As the "New Germany"  realized war with the United States was inevitable,  its spy networks widened and readied for direct action. They remained at work tracking military developments, attempting to steal plans and parts for items like the Norden bombsight, and continually forwarding to Germany details on  American troop strength and deployment. Once the war began, however, they began actively attempting to sabotage factories and misdirect shipping. (Shipping information was especially vital given the American lend-lease programs, which sent arms and other equipment to both Britain and the Soviet Union.  With U-boats prowling right off the coast of the Atlantic seaboard, loose lips truly did sink ships.)  On one especially dramatic occasion,  a boatload of Nazi agents disembarked on a beach with trunks of explosives,  with plans to disperse throughout the United States and cause pandemonium by blowing things to pieces. They were partially undone by the fact that a Coast Guard seaman just happened to chance upon them burying their explosive booty and chattering in German.
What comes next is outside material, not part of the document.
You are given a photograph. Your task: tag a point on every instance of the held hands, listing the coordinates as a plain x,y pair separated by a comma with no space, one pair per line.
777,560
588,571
Hitler's Undercover War will definitely interest  readers with a taste of intelligence operations;  here we have men creating and applying vintage spy paraphernalia, like matchbooks with secret codes, microfilm captures of confidential documents rolled into pens, and buxom blonde fatales flirting with guards so co-conspirators can do some snooping.  The period charm extends to the unfiltered adoration of the FBI:  J. Edgar Hoover is described as a "lantern-jawed supersleuth" who abstains from dating on the grounds that it will distract him from his work.  His determined avoidance of taking the Mafia seriously, and his antagonist role during the Civil Rights movement make his star shine far dimmer these days, so the Captain American-esque descriptions are little much. To give Breuer's treatment of him and his team credit, however, they were fighting the Nazis, some of whom were authentic Judases in selling out American troops for money, with no genuine love for the country of their youth  to excuse them.

  • The Luftwaffe: Creating the Operational Air War, James Corum.  Far more information on how Germany was able to 'invent' a modern air force so soon after Hitler's rise to power, which included sending agents to tour air shows,  reviewing western aviation journals,  experimenting with civilian aeronautics, and even partnering with the Soviets.